The Pacemaker Technology for the Skeletal Muscle (PTSM) is a voltage driven device, very much like the Pacemaker. However, due to the complexity of the CNS, PTSM is based on a dynamic multi-sine, analogue waveform that was originally tested at the cellular level by Dr. Donald Gilbert, a molecular biologist, in the eighties. After 30 years of research, the IM was electronically engineered by the Co-Inventor of the first Pacemaker (2008) to resonate the motor nerve’s signal of strenuous exercise normally emitted by the brain. Due to its resonance with the biological signal, the PTSM signal spreads throughout the CNS inducing effortless and painless isometric and isotonic muscle contractions. The signal to the nerve ultimately triggers hormonal secretion such as Growth Hormone (GF), Thyroxine (T4) and Triiodothyronine (T3) for lipolysis and Insulin Growth Factor (IGF-1) for muscle hypertrophy.

Xanya Sofra Weiss

Xanya Sofra Weiss

Calcium homeostasis in ageing: studies on the calcium binding protein calbindin D28K. Xanya Sofra Weiss

Filed under: Xanya Sofra Weiss — Tags: — Dr.

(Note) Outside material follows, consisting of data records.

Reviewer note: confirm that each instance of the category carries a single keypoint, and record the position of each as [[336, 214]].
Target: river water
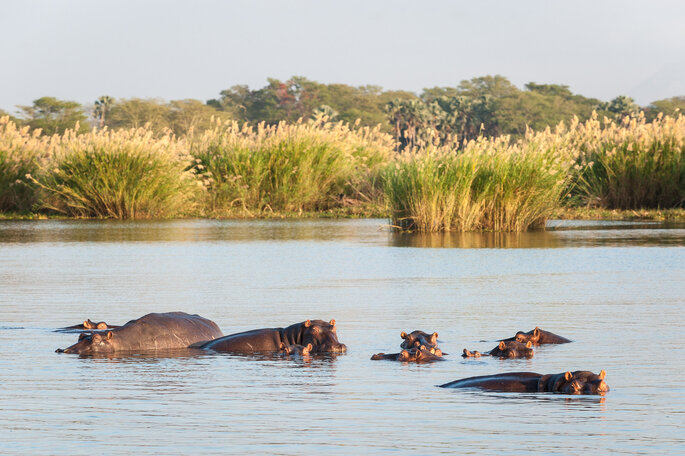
[[616, 289]]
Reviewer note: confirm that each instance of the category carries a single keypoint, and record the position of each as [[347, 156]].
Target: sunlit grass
[[290, 167], [125, 174]]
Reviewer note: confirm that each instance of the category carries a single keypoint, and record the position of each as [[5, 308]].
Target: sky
[[82, 49]]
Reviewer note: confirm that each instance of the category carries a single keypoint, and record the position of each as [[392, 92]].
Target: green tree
[[102, 106], [669, 107], [54, 116], [137, 112]]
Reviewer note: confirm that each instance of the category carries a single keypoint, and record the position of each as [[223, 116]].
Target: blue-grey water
[[616, 289]]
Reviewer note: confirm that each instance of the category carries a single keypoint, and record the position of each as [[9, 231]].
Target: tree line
[[487, 105]]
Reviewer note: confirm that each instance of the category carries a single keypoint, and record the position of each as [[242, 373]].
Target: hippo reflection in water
[[538, 336], [505, 350], [578, 382], [320, 334], [155, 331]]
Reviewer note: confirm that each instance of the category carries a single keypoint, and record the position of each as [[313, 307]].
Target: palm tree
[[102, 105]]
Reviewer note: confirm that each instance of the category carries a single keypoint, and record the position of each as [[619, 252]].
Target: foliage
[[124, 174], [20, 152], [490, 185], [632, 164], [53, 116], [290, 167]]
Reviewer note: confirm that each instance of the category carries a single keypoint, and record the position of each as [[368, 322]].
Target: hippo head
[[322, 336], [584, 382], [513, 349], [303, 350], [418, 338], [89, 344], [88, 324], [531, 336]]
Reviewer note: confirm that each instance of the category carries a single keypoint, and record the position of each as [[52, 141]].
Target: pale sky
[[82, 49]]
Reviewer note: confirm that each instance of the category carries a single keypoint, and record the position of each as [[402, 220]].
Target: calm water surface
[[616, 289]]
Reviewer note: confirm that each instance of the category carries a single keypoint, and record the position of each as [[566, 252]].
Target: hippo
[[538, 337], [320, 334], [578, 382], [505, 350], [420, 354], [417, 338], [154, 331], [89, 325], [296, 349]]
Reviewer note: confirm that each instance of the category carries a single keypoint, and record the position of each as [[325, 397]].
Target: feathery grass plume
[[290, 167], [631, 165], [20, 153], [122, 174], [490, 185]]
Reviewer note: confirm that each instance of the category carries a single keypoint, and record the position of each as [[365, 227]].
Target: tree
[[618, 108], [102, 106], [54, 116], [669, 107], [137, 112]]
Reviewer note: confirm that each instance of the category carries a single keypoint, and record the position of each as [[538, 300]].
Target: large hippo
[[538, 337], [320, 334], [505, 350], [578, 382], [155, 331]]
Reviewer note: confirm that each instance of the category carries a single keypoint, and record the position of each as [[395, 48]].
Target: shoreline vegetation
[[613, 169]]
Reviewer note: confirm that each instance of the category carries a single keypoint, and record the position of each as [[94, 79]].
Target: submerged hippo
[[578, 382], [420, 354], [89, 325], [538, 337], [296, 350], [155, 331], [505, 350], [320, 334], [418, 338]]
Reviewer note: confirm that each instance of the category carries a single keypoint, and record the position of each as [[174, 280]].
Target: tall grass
[[490, 185], [290, 167], [20, 152], [123, 174], [631, 165]]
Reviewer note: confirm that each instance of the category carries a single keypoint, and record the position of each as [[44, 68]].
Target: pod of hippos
[[179, 330]]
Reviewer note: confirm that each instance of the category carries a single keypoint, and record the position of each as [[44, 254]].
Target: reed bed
[[489, 185], [121, 174], [20, 153], [632, 164], [332, 168], [297, 167]]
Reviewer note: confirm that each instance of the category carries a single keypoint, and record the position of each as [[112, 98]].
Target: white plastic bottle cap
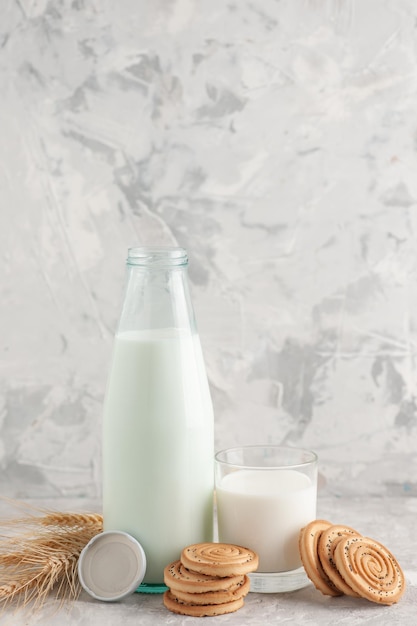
[[112, 565]]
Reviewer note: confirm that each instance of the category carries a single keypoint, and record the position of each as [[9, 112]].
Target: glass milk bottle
[[158, 417]]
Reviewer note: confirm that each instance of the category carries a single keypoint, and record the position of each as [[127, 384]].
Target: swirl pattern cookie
[[328, 541], [370, 569], [201, 610], [219, 559], [177, 576], [214, 597], [209, 579], [308, 547]]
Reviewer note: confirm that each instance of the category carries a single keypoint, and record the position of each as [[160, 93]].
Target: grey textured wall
[[277, 142]]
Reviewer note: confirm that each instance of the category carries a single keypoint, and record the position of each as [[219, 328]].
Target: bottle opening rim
[[157, 256]]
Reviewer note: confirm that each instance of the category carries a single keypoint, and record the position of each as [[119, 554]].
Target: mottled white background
[[277, 142]]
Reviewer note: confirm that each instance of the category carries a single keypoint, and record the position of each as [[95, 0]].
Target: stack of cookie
[[338, 560], [209, 579]]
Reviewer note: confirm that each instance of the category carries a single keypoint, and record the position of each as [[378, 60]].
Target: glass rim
[[157, 255], [313, 457]]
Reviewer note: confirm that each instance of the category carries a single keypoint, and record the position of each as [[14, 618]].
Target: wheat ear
[[39, 555]]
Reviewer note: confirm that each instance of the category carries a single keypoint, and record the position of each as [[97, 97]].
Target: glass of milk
[[265, 494]]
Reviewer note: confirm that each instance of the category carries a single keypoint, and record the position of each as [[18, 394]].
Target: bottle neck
[[157, 257], [157, 292]]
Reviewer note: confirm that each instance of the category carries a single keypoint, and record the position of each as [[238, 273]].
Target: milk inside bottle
[[158, 419]]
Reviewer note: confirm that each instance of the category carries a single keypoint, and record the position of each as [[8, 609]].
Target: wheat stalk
[[39, 555]]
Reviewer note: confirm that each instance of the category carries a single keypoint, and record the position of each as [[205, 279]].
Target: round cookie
[[177, 576], [370, 569], [219, 559], [328, 541], [214, 597], [307, 544], [202, 610]]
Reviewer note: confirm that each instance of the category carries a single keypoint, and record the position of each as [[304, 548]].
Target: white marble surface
[[389, 520], [276, 141]]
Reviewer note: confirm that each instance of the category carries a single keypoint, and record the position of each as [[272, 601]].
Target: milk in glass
[[264, 510]]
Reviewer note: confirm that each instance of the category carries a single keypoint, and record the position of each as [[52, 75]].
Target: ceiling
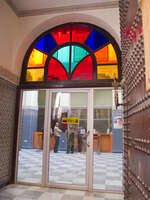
[[37, 7]]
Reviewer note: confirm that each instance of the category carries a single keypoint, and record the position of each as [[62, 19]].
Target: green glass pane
[[62, 55], [77, 54]]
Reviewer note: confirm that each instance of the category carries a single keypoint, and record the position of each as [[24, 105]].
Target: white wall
[[9, 33], [22, 31]]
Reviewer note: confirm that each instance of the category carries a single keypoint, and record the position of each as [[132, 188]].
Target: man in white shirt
[[57, 133]]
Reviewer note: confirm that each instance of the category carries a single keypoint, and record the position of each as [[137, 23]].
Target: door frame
[[89, 163], [89, 155]]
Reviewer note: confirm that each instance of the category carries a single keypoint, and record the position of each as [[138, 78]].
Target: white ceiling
[[34, 7]]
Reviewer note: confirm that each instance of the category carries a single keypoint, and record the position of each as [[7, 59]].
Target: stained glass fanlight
[[72, 52]]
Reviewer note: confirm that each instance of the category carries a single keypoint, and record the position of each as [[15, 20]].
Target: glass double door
[[68, 144], [70, 138]]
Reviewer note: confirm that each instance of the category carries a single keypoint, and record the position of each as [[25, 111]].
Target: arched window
[[71, 53]]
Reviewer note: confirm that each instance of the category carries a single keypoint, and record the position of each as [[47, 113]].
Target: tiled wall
[[7, 124]]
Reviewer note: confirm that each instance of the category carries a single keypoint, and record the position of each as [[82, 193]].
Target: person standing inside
[[57, 133], [70, 139]]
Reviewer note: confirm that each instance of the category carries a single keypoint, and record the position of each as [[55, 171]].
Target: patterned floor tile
[[107, 168]]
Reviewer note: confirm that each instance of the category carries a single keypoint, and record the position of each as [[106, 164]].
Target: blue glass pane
[[77, 54], [46, 44], [96, 40], [62, 55]]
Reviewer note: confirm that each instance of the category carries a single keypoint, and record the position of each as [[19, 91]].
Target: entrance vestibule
[[89, 152]]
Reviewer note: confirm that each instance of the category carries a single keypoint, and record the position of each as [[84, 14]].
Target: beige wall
[[22, 31], [9, 31]]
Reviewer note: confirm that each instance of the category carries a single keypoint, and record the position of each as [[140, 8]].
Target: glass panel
[[61, 34], [68, 138], [31, 140], [35, 75], [107, 71], [106, 55], [37, 59], [46, 44], [107, 173], [112, 54], [77, 54], [56, 71], [80, 33], [84, 70], [96, 40], [62, 55]]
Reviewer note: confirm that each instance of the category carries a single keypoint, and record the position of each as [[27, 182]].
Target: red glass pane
[[62, 34], [84, 70], [56, 71], [80, 33]]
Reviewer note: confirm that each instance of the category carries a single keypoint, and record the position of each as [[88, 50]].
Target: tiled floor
[[22, 192], [71, 169]]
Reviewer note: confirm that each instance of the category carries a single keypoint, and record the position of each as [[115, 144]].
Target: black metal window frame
[[70, 83]]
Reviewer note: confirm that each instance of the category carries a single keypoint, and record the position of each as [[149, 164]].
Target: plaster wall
[[17, 33], [9, 33]]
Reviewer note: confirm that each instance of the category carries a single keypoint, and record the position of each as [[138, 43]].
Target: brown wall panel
[[7, 123], [137, 111]]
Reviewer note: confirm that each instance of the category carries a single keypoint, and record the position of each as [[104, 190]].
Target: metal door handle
[[87, 144]]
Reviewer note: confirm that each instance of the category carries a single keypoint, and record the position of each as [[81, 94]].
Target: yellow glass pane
[[111, 53], [35, 75], [107, 71], [102, 55], [106, 55], [37, 59]]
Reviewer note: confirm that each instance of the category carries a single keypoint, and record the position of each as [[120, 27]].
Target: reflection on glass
[[37, 59], [62, 55], [106, 55], [35, 75], [80, 33], [68, 138], [107, 71], [96, 40], [77, 54], [56, 70], [31, 140], [46, 44], [84, 70], [107, 174], [62, 34]]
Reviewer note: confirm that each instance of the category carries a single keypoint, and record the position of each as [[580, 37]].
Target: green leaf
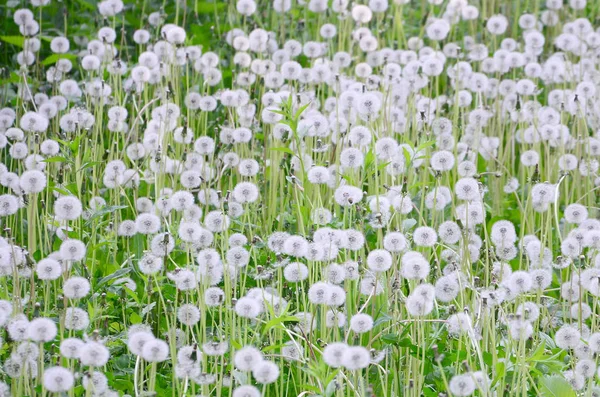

Xanya @ 9:53 pm

G. Lally , R. L. M. Faull , H. J. Waldvogel , S. FerrarP, and P. C. Emson; 1997

Calbindin D28 K is a neuronal calcium binding protein which may act as a buffer of neuronal calcium. Evidence suggests that disturbance of calcium homeostasis is important in neurodegeneration, possibly via changes in calbindin D28K. Immunoreactivity of calbindin D28 N is compared in Alzheimer’s disease and age-matched controls. The size and number of calbindin D28 K positive neurons in Alzheimer’s disease tissue is reduced. There is also shrinkage of the dendritic tree. Continuing work examines the function of calbindin D28 K using transgenic mice. (J Neural Transm 104:1107-1112)

Xanya Sofra Weiss

Xanya Sofra Weiss

Changes in Calcium Homeostasis during Aging and Alzheimer’s Disease. Xanya Sofra Weiss

Filed under: Xanya Sofra Weiss — Tags: — Dr. Xanya @ 8:55 pm

CHRISTINE PETERSON, RATIV RATAN, MICHAEL SHELANSKI, JAMES GOLDMAN; 2006

Several observations indirectly suggest that intracellular calcium regulation may be altered by aging and Alzheimer’s disease. Thus, calcium homeostasis was examined directly in skin fibroblasts from Alzheimer’s patients and compared to cells from normal young and elderly controls. Alterations in both bound and free calcium were noted; cells from Alzheimer’s donors have higher levels of bound calcium but lower concentrations of free intracellular calcium when compared to cells from young and normal aged donors. These changes in calcium homeostasis may be physiologically significant, since processes that require transient elevations of intracellular free calcium, such as cell spreading, decline in the Alzheimer’s cells. In summary, cultured skin fibroblasts from normal aged and Alzheimer’s patients demonstrate deficits in calcium homeostasis and other metabolic processes when compared to cells from young donors.